What Might Have Happened – A tear in the space-time continuum, caused by solar flares, created a momentary lapse in vision from the 3rd base umpire.  When questioned by Ron Roenicke, he remembered that Roenicke stole his girlfriend when they were in Jr. High, so he tossed him from the game. 

What Really Happened – The Umps blew the call, knew it, didn’t care.  Took a blood oath before the game that they would not take any lip from the calmest skipper in baseball, so they tossed him.

Wednesday Night:

Situation – Runner on 2nd base, 2 outs, Martin Maldonado at the plate as the go-ahead run.  Maldonado slaps a little dribbler in front of the plate that bounces back at him, clipping his shoulder as he attempts to flee the batters box.  Without a moment’s hesitation, home plate Ump calls him out and ends the game.  

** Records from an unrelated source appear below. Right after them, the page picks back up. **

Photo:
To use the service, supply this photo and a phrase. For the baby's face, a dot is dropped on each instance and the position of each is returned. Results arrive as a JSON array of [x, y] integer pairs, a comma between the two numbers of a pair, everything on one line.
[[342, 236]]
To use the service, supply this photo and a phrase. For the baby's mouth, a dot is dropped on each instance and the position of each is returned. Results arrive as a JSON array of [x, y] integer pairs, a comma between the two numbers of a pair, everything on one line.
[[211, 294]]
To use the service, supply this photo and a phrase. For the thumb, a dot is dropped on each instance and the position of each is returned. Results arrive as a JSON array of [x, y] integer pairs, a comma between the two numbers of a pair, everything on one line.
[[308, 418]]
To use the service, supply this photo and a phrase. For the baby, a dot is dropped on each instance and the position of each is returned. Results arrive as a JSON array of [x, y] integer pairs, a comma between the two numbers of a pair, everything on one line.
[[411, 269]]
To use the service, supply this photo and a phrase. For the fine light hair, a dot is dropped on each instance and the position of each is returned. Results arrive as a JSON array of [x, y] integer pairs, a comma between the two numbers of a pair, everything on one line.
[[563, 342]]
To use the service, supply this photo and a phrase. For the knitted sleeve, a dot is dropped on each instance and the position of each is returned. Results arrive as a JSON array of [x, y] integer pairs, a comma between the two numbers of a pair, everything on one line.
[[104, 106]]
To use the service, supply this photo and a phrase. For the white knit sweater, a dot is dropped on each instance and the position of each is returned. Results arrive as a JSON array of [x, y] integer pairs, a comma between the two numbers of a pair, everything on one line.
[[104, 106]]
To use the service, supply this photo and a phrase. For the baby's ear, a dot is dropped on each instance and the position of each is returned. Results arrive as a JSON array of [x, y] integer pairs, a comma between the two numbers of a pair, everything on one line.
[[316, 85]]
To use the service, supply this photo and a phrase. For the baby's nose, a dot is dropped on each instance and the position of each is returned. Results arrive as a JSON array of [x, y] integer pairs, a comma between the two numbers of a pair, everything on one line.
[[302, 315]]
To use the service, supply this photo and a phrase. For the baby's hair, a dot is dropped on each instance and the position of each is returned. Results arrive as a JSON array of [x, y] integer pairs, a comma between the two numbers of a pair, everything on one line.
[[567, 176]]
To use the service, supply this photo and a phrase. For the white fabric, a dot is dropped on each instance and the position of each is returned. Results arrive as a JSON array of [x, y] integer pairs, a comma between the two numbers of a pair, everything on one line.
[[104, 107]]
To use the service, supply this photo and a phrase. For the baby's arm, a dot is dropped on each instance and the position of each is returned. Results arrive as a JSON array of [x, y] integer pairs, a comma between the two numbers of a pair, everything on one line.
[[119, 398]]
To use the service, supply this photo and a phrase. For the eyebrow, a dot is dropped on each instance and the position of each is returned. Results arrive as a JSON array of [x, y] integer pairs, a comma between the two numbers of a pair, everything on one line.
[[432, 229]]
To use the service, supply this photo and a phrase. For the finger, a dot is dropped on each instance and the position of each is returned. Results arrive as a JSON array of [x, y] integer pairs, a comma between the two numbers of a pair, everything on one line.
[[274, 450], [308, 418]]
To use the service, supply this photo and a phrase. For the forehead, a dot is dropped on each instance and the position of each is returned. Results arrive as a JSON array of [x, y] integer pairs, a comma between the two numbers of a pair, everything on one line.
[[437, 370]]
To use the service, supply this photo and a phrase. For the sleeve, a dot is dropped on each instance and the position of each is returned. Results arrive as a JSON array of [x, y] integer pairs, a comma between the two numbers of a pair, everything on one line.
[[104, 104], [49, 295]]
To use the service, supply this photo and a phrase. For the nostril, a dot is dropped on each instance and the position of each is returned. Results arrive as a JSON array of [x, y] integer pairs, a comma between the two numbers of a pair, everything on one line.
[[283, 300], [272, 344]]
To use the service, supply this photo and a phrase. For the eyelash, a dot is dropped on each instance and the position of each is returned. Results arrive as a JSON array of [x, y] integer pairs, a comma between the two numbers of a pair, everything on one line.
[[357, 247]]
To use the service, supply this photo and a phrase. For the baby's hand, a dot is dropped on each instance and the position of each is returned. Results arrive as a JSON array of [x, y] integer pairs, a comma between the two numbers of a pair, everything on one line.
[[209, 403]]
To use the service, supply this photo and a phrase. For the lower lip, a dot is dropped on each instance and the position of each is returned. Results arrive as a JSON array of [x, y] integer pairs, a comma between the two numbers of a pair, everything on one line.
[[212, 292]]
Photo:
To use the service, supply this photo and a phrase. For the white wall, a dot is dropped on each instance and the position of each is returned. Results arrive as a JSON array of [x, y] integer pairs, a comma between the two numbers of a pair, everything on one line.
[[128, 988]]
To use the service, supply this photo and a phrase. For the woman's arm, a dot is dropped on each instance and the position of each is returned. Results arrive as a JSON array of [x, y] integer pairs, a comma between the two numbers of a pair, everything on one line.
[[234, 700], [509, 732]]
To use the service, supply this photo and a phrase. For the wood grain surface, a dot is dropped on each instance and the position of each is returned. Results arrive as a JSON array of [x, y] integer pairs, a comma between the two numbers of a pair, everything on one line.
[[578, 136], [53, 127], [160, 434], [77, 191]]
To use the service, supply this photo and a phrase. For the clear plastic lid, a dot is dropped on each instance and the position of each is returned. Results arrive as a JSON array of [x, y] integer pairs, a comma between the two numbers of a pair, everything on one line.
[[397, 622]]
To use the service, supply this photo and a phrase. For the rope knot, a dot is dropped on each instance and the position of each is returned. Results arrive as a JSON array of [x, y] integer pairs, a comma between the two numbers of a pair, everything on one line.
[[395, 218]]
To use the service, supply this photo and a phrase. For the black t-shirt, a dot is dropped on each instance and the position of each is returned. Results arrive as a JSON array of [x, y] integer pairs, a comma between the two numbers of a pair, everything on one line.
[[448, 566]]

What Might Have Happened – The home plate Umpire was scheduled to have an eye exam on Thursday for some depth perception issues and possibly some color blindness.  So the white ball blended in to the bluish grey uniform Maldonado was wearing , along with the batters box lines which could not be discerned from the dirt of the ball field.  Rather than admitting his possible Mr. Magoo-like affliction, he went with his gut.

What Really Happened – “We called a pretty clean game tonight…that can not stand.  YOU’RE OUT!!!!”

Attention, fame, fortune…a ref seeks all of these things.  But in today’s society it is much easier to get negative attention than positive.  No one remembers the Ump who calls a season error free, they remember guys like Jim Joyce…who blew a perfect game in 2010.  The Umpire crew from the Brewers v. Padres series were simply trying to get their piece of the pie…so that they could move on up, to that deluxe apartment in the sky.

And yes, I did end this article with the theme song from The Jeffersons.  It seemed appropriate.